What is wrong with intersection/3 and friends?
The library(lists) contains a number of old predicates for manipulating
sets represented as unordered lists, notably intersection/3, union/3,
subset/2 and subtract/3. These predicates all use memberchk/2 to find
equivalent elements. As a result these are not logical while
unification can easily lead to dubious results. Operating on unordered
sets these predicates typically have complexity |Set1|*|Set2|.
When using these predicates
- Make sure to respect the mode, i.e., make sure the input lists
are proper lists. See is_list/1.
- Make sure elements are sufficiently instantiated such that their
equality can safely be checked using unification. See ?=/2.
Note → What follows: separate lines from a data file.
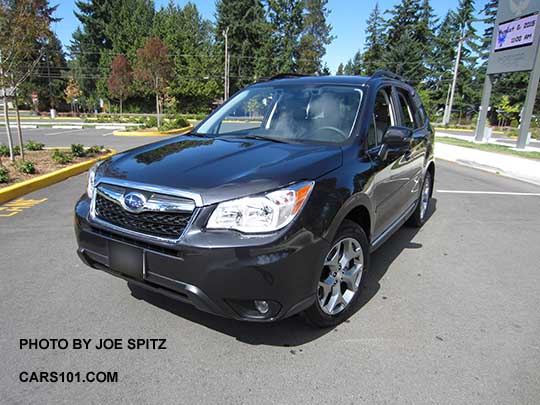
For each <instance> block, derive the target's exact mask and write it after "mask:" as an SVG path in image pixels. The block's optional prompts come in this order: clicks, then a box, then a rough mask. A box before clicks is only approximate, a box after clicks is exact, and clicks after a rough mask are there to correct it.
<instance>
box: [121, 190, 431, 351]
mask: <svg viewBox="0 0 540 405" xmlns="http://www.w3.org/2000/svg"><path fill="white" fill-rule="evenodd" d="M436 209H437V200H436V199H435V198H433V199H432V200H431V204H430V209H429V212H428V220H429V219H430V218H431V217H432V216H433V214H434V213H435V211H436ZM418 231H419V229H418V228H413V227H407V226H403V227H402V228H401V229H400V230H398V231H397V232H396V233H395V234H394V235H392V237H391V238H390V239H389V240H388V241H386V242H385V243H384V244H383V245H382V246H381V247H380V248H379V249H378V250H377V251H376V252H374V253H373V255H372V261H371V268H370V269H369V272H367V273H366V274H365V276H364V277H365V278H364V280H363V283H362V294H361V295H360V299H359V300H358V301H357V302H356V304H355V308H354V311H355V312H356V311H358V310H359V309H360V308H362V307H363V306H364V305H366V304H367V303H368V302H369V301H370V300H371V299H372V298H373V297H374V296H375V295H376V294H377V292H378V291H379V289H380V280H381V279H382V278H383V277H384V275H385V274H386V272H387V270H388V268H389V267H390V265H391V264H392V262H393V261H394V260H395V259H396V258H397V257H398V256H399V255H400V254H401V252H403V251H404V250H406V249H420V248H422V245H421V244H419V243H416V242H412V240H413V238H414V236H415V235H416V234H417V233H418ZM128 287H129V288H130V290H131V294H132V296H133V297H135V298H137V299H142V300H144V301H146V302H148V303H149V304H151V305H154V306H156V307H158V308H161V309H163V310H165V311H168V312H170V313H172V314H174V315H177V316H179V317H182V318H184V319H187V320H189V321H191V322H195V323H197V324H199V325H202V326H204V327H207V328H210V329H213V330H215V331H218V332H221V333H224V334H226V335H229V336H232V337H234V338H236V339H237V340H239V341H241V342H244V343H247V344H250V345H269V346H282V347H295V346H300V345H303V344H305V343H308V342H311V341H313V340H315V339H317V338H319V337H321V336H323V335H325V334H327V333H329V332H332V331H335V330H337V329H338V328H339V326H338V327H337V328H327V329H318V328H315V327H313V326H310V325H309V324H307V323H306V322H305V321H303V319H301V317H300V315H295V316H293V317H290V318H288V319H285V320H283V321H278V322H273V323H253V322H241V321H235V320H230V319H224V318H221V317H218V316H215V315H212V314H208V313H205V312H202V311H199V310H197V309H196V308H195V307H193V306H191V305H189V304H185V303H182V302H179V301H176V300H174V299H171V298H168V297H165V296H162V295H160V294H157V293H153V292H151V291H148V290H146V289H143V288H140V287H137V286H135V285H133V284H131V283H128ZM352 317H354V315H353V316H352ZM345 322H350V320H347V321H345Z"/></svg>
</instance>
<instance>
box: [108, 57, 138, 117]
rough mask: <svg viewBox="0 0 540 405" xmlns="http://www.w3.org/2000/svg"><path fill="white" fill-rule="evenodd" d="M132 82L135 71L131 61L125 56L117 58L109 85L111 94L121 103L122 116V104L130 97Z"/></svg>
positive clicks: (110, 75)
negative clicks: (129, 60)
mask: <svg viewBox="0 0 540 405" xmlns="http://www.w3.org/2000/svg"><path fill="white" fill-rule="evenodd" d="M132 81H133V71H132V69H131V65H130V64H129V61H128V60H127V58H126V57H125V56H124V55H118V56H116V58H114V59H113V61H112V64H111V75H110V76H109V81H108V85H109V93H110V94H111V95H112V96H113V97H115V98H117V99H118V100H119V101H120V115H122V104H123V102H124V100H125V99H126V98H127V97H128V96H129V93H130V86H131V83H132Z"/></svg>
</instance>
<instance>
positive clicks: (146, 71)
mask: <svg viewBox="0 0 540 405" xmlns="http://www.w3.org/2000/svg"><path fill="white" fill-rule="evenodd" d="M171 74H172V65H171V60H170V58H169V49H168V48H167V46H166V45H165V44H164V43H163V42H162V41H161V40H160V39H159V38H157V37H152V38H149V39H148V41H146V44H145V45H144V47H143V48H140V49H139V50H138V51H137V65H136V68H135V78H136V79H137V80H140V81H141V82H143V83H145V84H147V85H149V86H150V87H151V89H152V91H153V92H154V94H155V96H156V117H157V125H158V128H159V127H160V126H161V117H160V99H161V97H162V95H163V93H164V91H165V88H166V87H167V84H168V82H169V80H170V79H171Z"/></svg>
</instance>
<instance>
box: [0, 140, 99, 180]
mask: <svg viewBox="0 0 540 405" xmlns="http://www.w3.org/2000/svg"><path fill="white" fill-rule="evenodd" d="M58 150H60V151H62V152H66V153H69V149H64V148H58ZM107 153H109V151H108V150H105V149H104V150H102V151H101V152H100V153H96V154H91V155H90V154H89V155H87V156H84V157H75V156H74V157H73V161H72V162H70V163H67V164H59V163H56V162H54V161H53V160H52V157H51V156H52V154H53V149H45V150H39V151H28V150H25V151H24V155H25V156H24V157H25V160H27V161H31V162H33V163H34V166H35V169H36V172H35V173H34V174H25V173H21V172H20V171H18V170H17V168H16V166H15V165H14V163H13V162H12V161H11V160H9V158H8V157H2V158H0V159H1V160H0V165H1V166H3V167H5V168H6V169H7V170H8V176H9V180H8V182H6V183H0V189H1V188H3V187H7V186H11V185H13V184H15V183H19V182H21V181H25V180H29V179H32V178H34V177H38V176H42V175H44V174H47V173H51V172H54V171H56V170H59V169H63V168H66V167H69V166H71V165H74V164H77V163H81V162H85V161H87V160H90V159H94V158H96V157H99V156H103V155H106V154H107ZM20 159H21V157H20V155H17V156H16V157H15V161H20Z"/></svg>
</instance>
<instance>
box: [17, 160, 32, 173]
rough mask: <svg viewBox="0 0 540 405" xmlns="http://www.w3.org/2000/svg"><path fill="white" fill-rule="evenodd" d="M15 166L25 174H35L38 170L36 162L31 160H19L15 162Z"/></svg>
mask: <svg viewBox="0 0 540 405" xmlns="http://www.w3.org/2000/svg"><path fill="white" fill-rule="evenodd" d="M15 168H16V169H17V170H18V171H20V172H21V173H25V174H34V173H35V172H36V167H35V166H34V162H31V161H29V160H17V161H16V162H15Z"/></svg>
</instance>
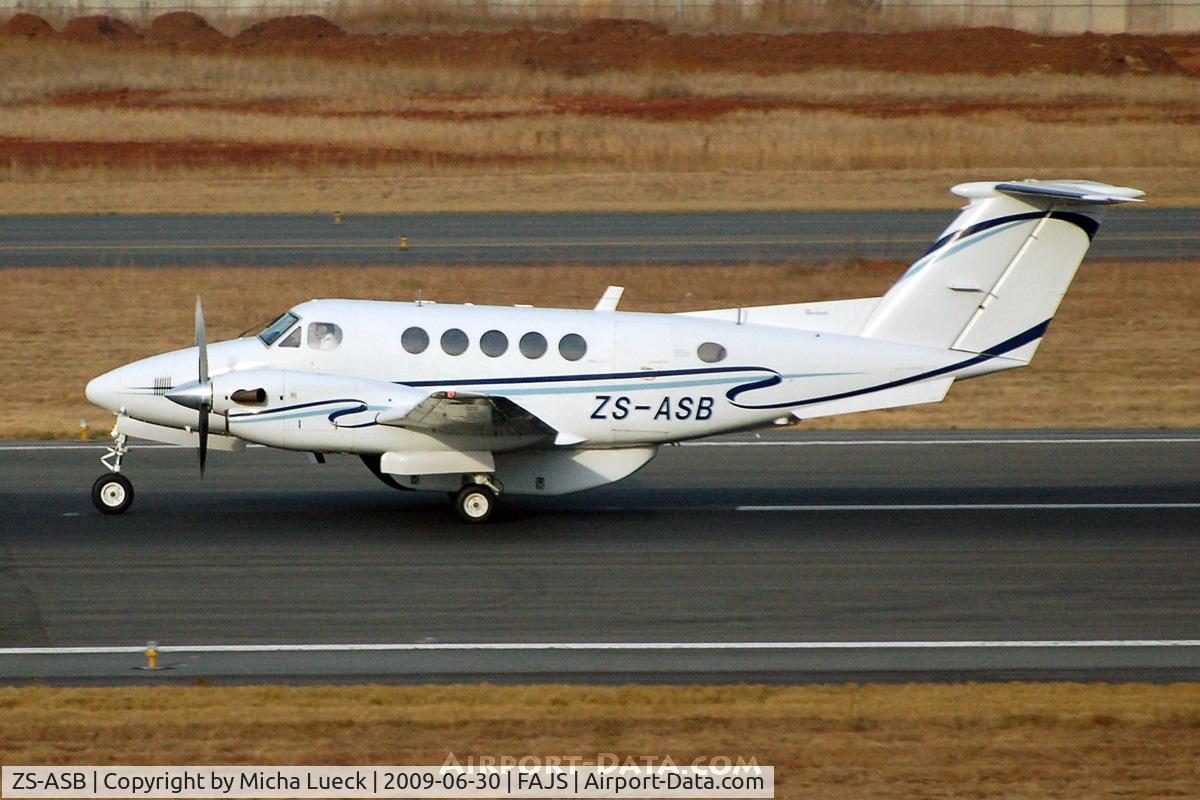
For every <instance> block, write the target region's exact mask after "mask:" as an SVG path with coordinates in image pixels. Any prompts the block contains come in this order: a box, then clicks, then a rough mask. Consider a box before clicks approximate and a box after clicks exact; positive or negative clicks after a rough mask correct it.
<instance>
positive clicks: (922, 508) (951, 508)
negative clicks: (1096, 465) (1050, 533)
mask: <svg viewBox="0 0 1200 800" xmlns="http://www.w3.org/2000/svg"><path fill="white" fill-rule="evenodd" d="M1116 509H1200V503H896V504H888V503H878V504H841V505H838V504H828V505H772V506H766V505H763V506H737V510H738V511H754V512H758V511H1091V510H1116Z"/></svg>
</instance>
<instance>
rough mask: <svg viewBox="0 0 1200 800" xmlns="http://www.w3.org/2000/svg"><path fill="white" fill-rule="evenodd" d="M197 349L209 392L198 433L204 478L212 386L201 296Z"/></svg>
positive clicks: (196, 304)
mask: <svg viewBox="0 0 1200 800" xmlns="http://www.w3.org/2000/svg"><path fill="white" fill-rule="evenodd" d="M196 349H197V351H198V353H199V381H200V386H204V387H205V389H206V390H208V397H206V398H204V399H202V401H200V408H199V410H200V420H199V425H197V426H196V432H197V433H198V434H199V437H200V477H204V464H205V463H206V462H208V459H209V411H210V410H212V384H211V383H209V342H208V335H206V333H205V332H204V307H203V306H202V305H200V295H196Z"/></svg>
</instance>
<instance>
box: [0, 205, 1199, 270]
mask: <svg viewBox="0 0 1200 800" xmlns="http://www.w3.org/2000/svg"><path fill="white" fill-rule="evenodd" d="M953 218H954V211H953V210H946V211H772V212H646V213H641V212H628V213H618V212H584V213H395V215H354V213H346V215H343V218H342V223H341V224H332V217H331V215H211V216H155V215H150V216H7V217H0V267H7V266H92V267H95V266H193V265H200V266H238V265H246V266H313V265H326V266H364V265H385V266H406V265H408V266H412V265H472V264H497V265H504V264H514V265H526V264H539V265H547V264H550V265H562V264H565V265H569V264H594V265H610V264H622V265H642V264H647V265H649V264H751V263H755V264H779V263H787V261H794V260H806V261H829V260H842V261H845V260H850V259H869V260H899V261H912V260H916V259H917V258H918V257H919V255H920V254H922V253H923V252H924V251H925V248H928V247H929V245H931V243H932V242H934V241H935V240H936V239H937V235H938V234H940V233H941V231H942V230H943V229H944V228H946V225H947V224H949V222H950V221H952V219H953ZM402 239H403V241H404V246H402ZM1092 258H1093V259H1098V260H1104V259H1110V260H1120V259H1136V260H1170V259H1183V260H1193V259H1196V258H1200V210H1198V209H1154V207H1139V209H1123V210H1121V211H1117V212H1115V213H1111V215H1109V217H1108V219H1106V221H1105V223H1104V227H1103V228H1102V230H1100V233H1099V235H1098V236H1097V239H1096V243H1094V246H1093V248H1092Z"/></svg>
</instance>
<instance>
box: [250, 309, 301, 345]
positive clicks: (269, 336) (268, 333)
mask: <svg viewBox="0 0 1200 800" xmlns="http://www.w3.org/2000/svg"><path fill="white" fill-rule="evenodd" d="M299 320H300V318H299V317H296V315H295V314H293V313H292V312H290V311H286V312H283V313H282V314H280V317H278V319H276V320H275V321H274V323H271V324H270V325H268V326H266V327H264V329H263V332H262V333H259V335H258V341H259V342H262V343H263V344H265V345H266V347H271V345H272V344H275V339H277V338H280V337H281V336H283V335H284V333H287V332H288V329H289V327H292V326H293V325H295V324H296V321H299Z"/></svg>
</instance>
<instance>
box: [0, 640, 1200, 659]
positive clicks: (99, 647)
mask: <svg viewBox="0 0 1200 800" xmlns="http://www.w3.org/2000/svg"><path fill="white" fill-rule="evenodd" d="M1006 648H1013V649H1015V648H1025V649H1027V648H1046V649H1067V648H1200V639H1048V640H1038V639H1016V640H1012V642H1003V640H1000V642H997V640H978V642H972V640H965V642H936V640H934V642H462V643H451V642H445V643H443V642H413V643H397V644H196V645H184V644H181V645H158V646H156V650H157V651H158V652H160V654H162V652H392V651H395V652H421V651H478V650H493V651H500V652H508V651H530V650H534V651H536V650H541V651H553V650H630V651H647V650H979V649H1006ZM145 650H146V648H145V646H95V648H90V646H80V648H0V656H41V655H118V654H144V652H145Z"/></svg>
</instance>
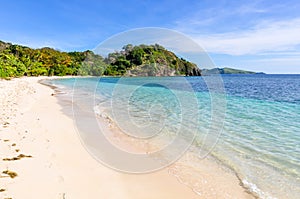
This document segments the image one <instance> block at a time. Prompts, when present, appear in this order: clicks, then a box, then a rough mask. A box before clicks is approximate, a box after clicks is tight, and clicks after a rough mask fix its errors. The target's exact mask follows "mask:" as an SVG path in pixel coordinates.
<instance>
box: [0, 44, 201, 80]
mask: <svg viewBox="0 0 300 199" xmlns="http://www.w3.org/2000/svg"><path fill="white" fill-rule="evenodd" d="M40 75H47V76H52V75H57V76H64V75H92V76H100V75H109V76H116V75H128V76H135V75H139V76H166V75H168V76H169V75H200V70H199V69H198V68H197V66H196V65H195V64H193V63H191V62H188V61H186V60H184V59H182V58H181V59H180V58H178V57H177V56H176V55H175V54H174V53H173V52H170V51H168V50H166V49H165V48H163V47H162V46H159V45H157V44H155V45H150V46H147V45H140V46H133V45H130V44H128V45H126V46H124V47H123V49H122V50H121V51H120V52H114V53H110V54H109V55H108V56H107V57H106V58H103V57H101V56H100V55H96V54H94V53H93V52H92V51H84V52H60V51H58V50H54V49H52V48H48V47H46V48H41V49H32V48H29V47H25V46H20V45H13V44H10V43H5V42H2V41H0V77H1V78H9V77H20V76H40Z"/></svg>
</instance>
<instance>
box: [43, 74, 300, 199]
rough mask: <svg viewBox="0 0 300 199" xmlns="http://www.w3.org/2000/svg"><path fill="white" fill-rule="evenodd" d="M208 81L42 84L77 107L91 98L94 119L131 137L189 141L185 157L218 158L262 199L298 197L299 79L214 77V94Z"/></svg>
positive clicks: (51, 81)
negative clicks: (52, 88) (168, 137)
mask: <svg viewBox="0 0 300 199" xmlns="http://www.w3.org/2000/svg"><path fill="white" fill-rule="evenodd" d="M212 78H215V77H212ZM208 81H210V79H209V77H87V78H75V77H74V78H64V79H53V80H47V81H46V82H45V83H47V84H49V85H52V86H55V87H56V88H57V89H58V90H59V91H60V93H62V94H64V95H70V96H73V103H82V104H81V105H80V106H81V107H82V106H83V105H84V103H85V100H84V99H87V98H88V97H91V98H93V110H92V112H94V113H95V115H97V114H99V115H101V114H102V113H104V112H105V113H106V115H108V116H109V118H110V120H111V122H112V123H113V124H114V125H116V127H118V128H119V129H120V130H121V131H124V133H127V134H128V135H129V136H132V137H134V138H135V139H143V140H147V139H148V140H152V141H153V142H156V141H158V140H159V139H164V140H165V139H166V138H168V136H169V137H170V139H171V140H173V141H174V139H175V138H176V137H180V139H186V143H188V145H189V147H190V148H191V150H190V152H192V153H195V155H196V156H199V158H200V159H201V158H205V157H206V156H207V157H213V158H214V159H217V160H218V161H217V162H218V163H220V164H223V165H224V166H226V167H227V168H229V169H230V170H232V171H233V172H234V173H235V174H236V175H237V176H238V178H239V179H240V181H241V184H242V186H243V187H245V188H246V189H248V191H250V192H252V193H253V194H255V195H256V196H258V197H259V198H299V196H300V75H286V74H282V75H279V74H276V75H273V74H253V75H242V74H241V75H219V76H218V80H217V81H219V83H218V84H217V87H218V88H217V89H215V88H214V86H210V85H212V84H211V83H208ZM214 81H215V80H214V79H212V80H211V81H210V82H214ZM220 82H221V83H220ZM219 87H222V89H219ZM76 98H80V99H81V100H79V101H76V100H74V99H76ZM214 99H217V100H214ZM220 99H221V100H220ZM77 105H78V104H76V106H77ZM78 106H79V105H78ZM219 112H222V113H221V114H220V113H219ZM216 115H217V116H216ZM141 129H142V132H141ZM187 129H188V130H187ZM212 129H213V130H212ZM160 134H163V135H164V136H160ZM179 135H180V136H179ZM181 135H185V136H181ZM88 137H89V135H86V137H85V139H89V138H88ZM157 143H159V144H161V143H165V142H159V141H158V142H157ZM169 145H172V141H171V142H170V144H169ZM169 145H162V146H161V147H162V148H164V147H167V146H169ZM184 150H185V148H182V152H185V151H184ZM199 151H200V152H199ZM176 153H178V151H176ZM176 157H177V156H176ZM172 158H174V159H176V158H175V156H174V157H173V156H172ZM174 161H175V160H174Z"/></svg>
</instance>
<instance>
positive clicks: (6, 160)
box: [2, 154, 32, 161]
mask: <svg viewBox="0 0 300 199" xmlns="http://www.w3.org/2000/svg"><path fill="white" fill-rule="evenodd" d="M22 158H32V156H31V155H24V154H20V155H18V156H17V157H13V158H3V159H2V160H3V161H15V160H20V159H22Z"/></svg>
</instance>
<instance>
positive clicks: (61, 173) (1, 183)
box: [0, 77, 252, 199]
- Make sure the inputs are indeed sets, i.e., the lists contain
no duplicates. In this case, a list is considered to have
a duplicate if two members of the list can unify.
Intended behavior
?- intersection([a,b,c], [b,e], X).
X = [b].
?- union([a,b,c], [b,e], X).
X = [a, c, b, e].
?- subset([a,b,c], [b,e]).
false.
?- subset([b], [b,e]).
true.
?- subtract([a,b,c], [b,e], X).
X = [a, c].
Dubious behavior
?- intersection([a,b,c], [b,E], X).
E = a,
X = [a, b].
?- subtract([a,b,c], [b,E], X).
E = a,
X = [c].
Insufficient instantiation also leads to problems
?- subtract([a,b,c], X, [c]).
false.
Note that duplicates in the input may result in duplicates in the output
(example by Boris).
?- intersection([a,b,a], [b,a,b], I).
I = [a, b, a].
- deprecated
- - New code should use library(ordsets) instead.